I picked up another caramel brownie and again contemplated what happened to my dad when he stepped over the 80-year-old line and would I suffer the same luck? His skin got thinner, age spots multiplied, eyes runnier and the only thing that matters now in a pair of shoes is comfort. Of course I love the son of a gun, but the opinions – that perhaps he has guarded all his life - now fall from his mouth as if he leaned his head too far forward and they tipped out over his dentures like a waterfall.

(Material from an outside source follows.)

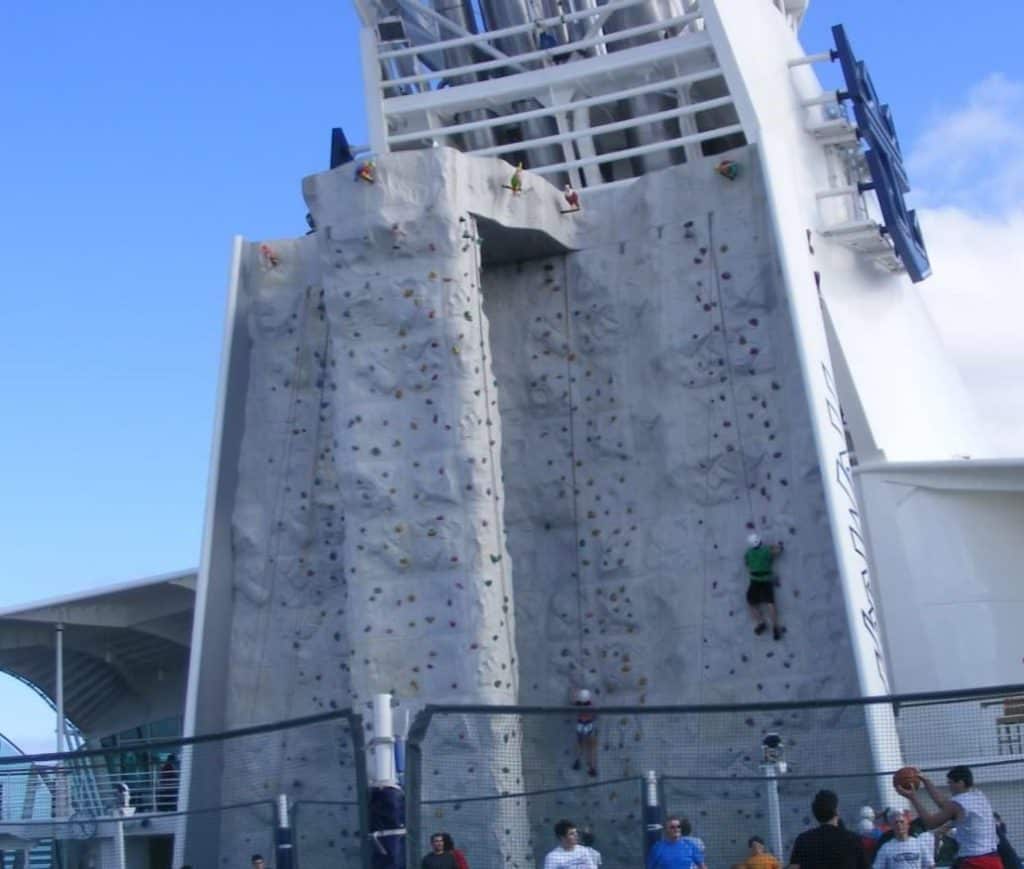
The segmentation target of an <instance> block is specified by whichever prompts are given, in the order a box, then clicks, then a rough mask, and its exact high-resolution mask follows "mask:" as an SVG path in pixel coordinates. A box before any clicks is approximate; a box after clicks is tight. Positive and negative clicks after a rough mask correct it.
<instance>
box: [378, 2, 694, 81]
mask: <svg viewBox="0 0 1024 869" xmlns="http://www.w3.org/2000/svg"><path fill="white" fill-rule="evenodd" d="M701 17H703V16H702V14H701V13H699V12H688V13H687V14H685V15H676V16H675V17H672V18H666V19H664V20H660V21H653V23H651V24H646V25H641V26H639V27H635V28H628V29H627V30H621V31H615V33H613V34H610V35H606V36H600V37H594V38H593V39H587V40H583V41H581V42H571V43H567V44H566V45H559V46H556V47H555V48H541V49H538V50H537V51H527V52H525V53H523V54H513V55H511V57H510V58H509V60H484V61H483V62H480V63H470V64H468V66H465V67H454V68H452V69H444V70H438V71H432V72H430V73H423V74H421V75H418V76H406V77H403V78H400V79H383V80H382V81H381V83H380V85H379V88H380V90H382V91H386V90H389V89H392V88H396V87H400V86H401V85H408V84H420V83H421V82H429V81H432V80H434V79H454V78H458V77H460V76H464V75H468V74H469V73H480V72H484V71H487V70H500V69H501V68H502V67H508V66H509V64H510V62H511V60H513V59H514V60H517V61H520V62H521V61H523V60H539V59H541V58H544V57H554V56H555V55H556V54H562V53H564V52H565V51H567V50H573V51H578V50H580V49H581V48H591V47H593V46H596V45H608V44H610V43H614V42H622V41H623V40H626V39H629V38H630V37H633V36H642V35H643V34H645V33H653V32H654V31H658V30H665V29H666V28H668V27H672V26H674V25H677V24H686V23H688V21H692V20H696V19H697V18H701ZM676 38H677V39H678V37H676ZM568 46H571V49H569V48H568Z"/></svg>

As I lick the sticky caramel off each fingertip I consider all the stuff I’ve been so politically correct about – that in 25 years is all going to spill over my own dentures. I’m probably going to silence a room with it all and I may never be invited to dinner anywhere good ever again.
I’m eating the next caramel brownie with a smile on my face though, because in 25 years, when I have that fated dinner conversation, no one’s going to notice the button on my pants is undone and I’m on my fourth brownie. Bonus. Sure, my dad may have discriminatory tendencies, but I still managed to learn not to judge a book by its cover. Okay, maybe I learned it from Oprah instead of my old man but there is something I have become skilled at because of him and it’s obvious to me now. With all my sweet contemplations over this last half hour I realize I have inherited the power of rationalization. And it’s gotten me through many a caramel brownie.
Kari Green is an Oakville blogger with an interest in travel, film and food. Maybe less travel, more film and food. Maybe less film and more food. Maybe just pizza.